What defensive-minded Virginia coach Tony Bennett wanted Tuesday was a player who could guard any position on the floor.
That’s one reason he moved 6-foot-6, 226-pound freshman Justin Anderson into the starting lineup for the Cavaliers’ basketball game with Clemson.
All Anderson did was wind up in two spots on ESPN’s top 10 plays of the day.
One came on a blind, over-the-head pass that led to one of Akil Mitchell’s four dunks. Another was on an alley-oop pass from Jontel Evans that Anderson took at waist level and dunked over his head.
Oh, yes, Anderson also drew the initial defensive assignment on Clemson’s 6-9, 225-pound Milton Jennings, who had racked up 21 points and 11 rebounds in the Tigers’ 59-44 victory over UVa at Clemson.
Jennings was 1 for 7 from the field and scored two points Tuesday night.

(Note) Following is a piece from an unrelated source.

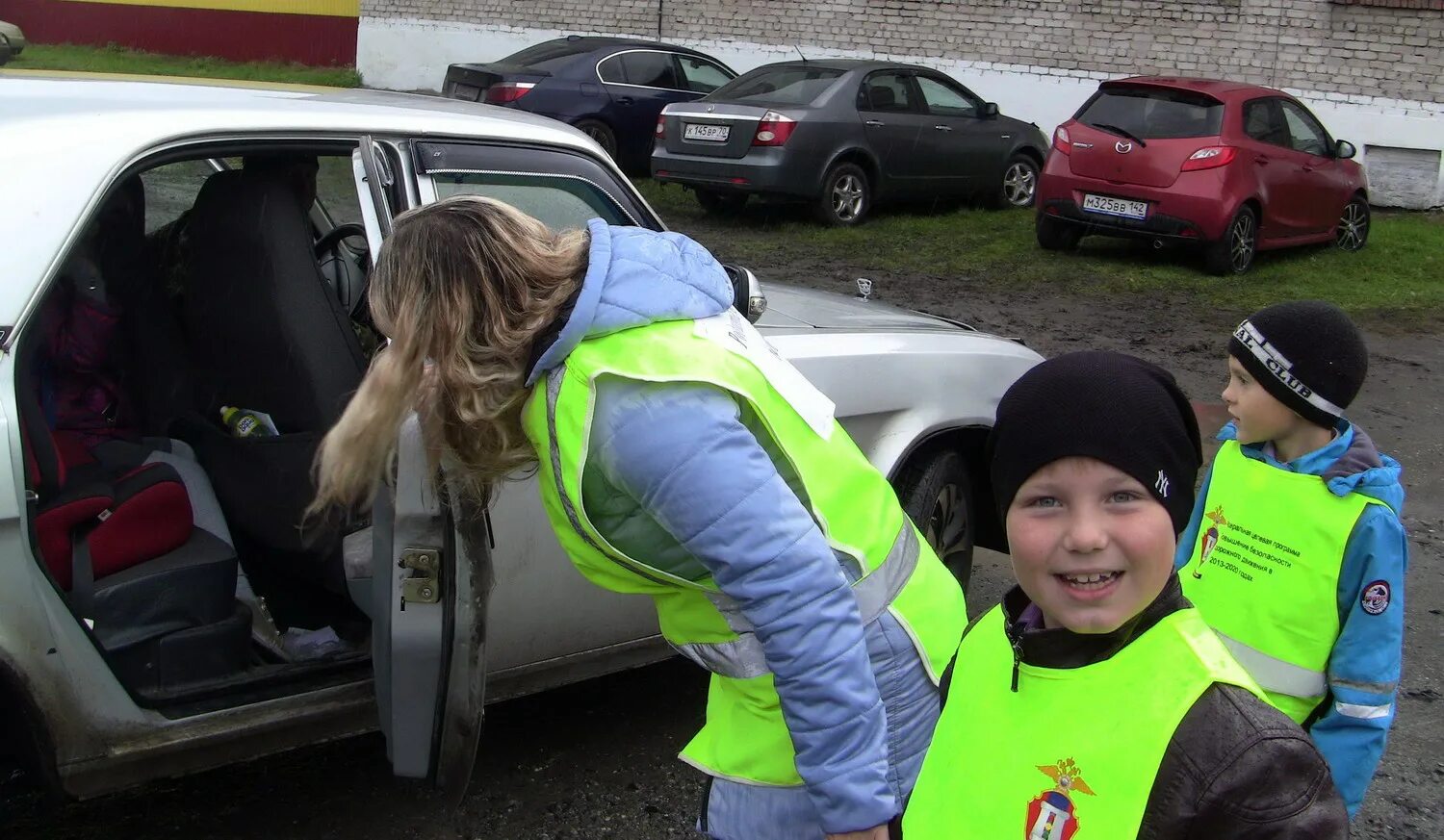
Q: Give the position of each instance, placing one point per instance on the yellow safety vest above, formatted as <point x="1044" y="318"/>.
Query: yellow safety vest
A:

Who knows what kind of reception Anderson will get today, when the Cavaliers visit Maryland, the school to which he originally committed in 2011? But Anderson has shown he’s not one to hide from the spotlight.
“He’s been fighting for a spot, trying to get in the starting lineup,” UVa scoring leader Joe Harris said. “He brings energy whenever he comes in, but having him out there from the start, that helps.”

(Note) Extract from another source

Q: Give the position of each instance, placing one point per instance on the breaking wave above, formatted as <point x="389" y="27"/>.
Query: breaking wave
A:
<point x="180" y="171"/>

Anderson said he didn’t know he would start until moments before Tuesday’s game.
“Coach [Bennett] said, ‘OK, let’s go with you guys who are starting,’” Anderson said, “and, actually, I stepped off and they had to tell me to get on the court.
“The starting position; it really doesn’t really matter. But it was something, when the opportunity was presented, that I was going to work toward.”
Anderson, whose only previous start had come in the season opener, hit six of nine shots from the field and finished with 14 points in 24 minutes.
“He played with great confidence [and] good pace,” Clemson coach Brad Brownell said. “He’s a big, strong kid who can play a couple of positions. He’s obviously going to be a terrific player.”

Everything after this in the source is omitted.